The Chomsky hierarchy

Introduction:
  • Noam Chomsky proposed syntactic models of natural languages.
  • The Chomsky hierarchy is a containment hierarchy of classes of formal grammars.
  • Four families of grammars make up the chomsky hierarchy
Formal definition of Gramar:

A formal grammar G = (N; Σ ; P; S) consists of:
A finite set N of nonterminal symbols;
A finite set Σ of terminal symbols not in N;
A finite set P of production rules of the form u→v, where u and v are strings in (Σ U N) and u contains at least one non-terminal symbol;
a start symbol S in N.

  • A formal grammar defines (or generates) a formal language, which is a set of sequences of symbols that may be constructed by applying production rules to a sequence of symbols which initially contains just the start symbol.
  • A rule may be applied to a sequence of symbols by replacing an occurrence of the symbols on the left-hand side of the rule with those that appear on the right-hand side
Nonterminals are usually represented by uppercase letters, terminals by lowercase letters, and the start symbol by S
For example, the grammar with terminals {a,b}, nonterminals {S,A,B}, production rules
S → ABS
S → ε (where ε is the empty string)
BA → AB
BS → b
Bb → bb
Ab → ab
Aa → aa
and start symbol S, defines the language of all words of the form a^nb^n.

The Chomsky hierarchy consists of the following levels:

Type – 0 grammars (unrestricted grammars): They include all formal grammars.They generate exactly all languages that can be recognized by a turing machine.

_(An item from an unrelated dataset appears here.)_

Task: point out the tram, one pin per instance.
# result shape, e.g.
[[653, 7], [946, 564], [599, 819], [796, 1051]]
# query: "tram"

An unrestricted grammar is a quadruple (V; Σ ; P; S) where V is finite set of variables, Σ (the alphabet) is a finite set of terminal symbols, P is a set of productions, and S is a distinguished element of V.

Type – 1 grammars (Context-Sensitive Grammars): The Generate the context sensitive languages.

No restrictions are placed on the left-hand side of the production, but the length of the right-hand is required to be at least that of the left.


Type-2 grammars (context-free grammars): They generate the context-free languages.

Type-3 grammars (regular grammars): They generate the regular languages. Every regular grammar is a context-free grammar.
Such a grammar restricts its rules to a single nonterminal on the left-hand side and a right-hand side consisting of a single terminal, possibly followed by a single nonterminal.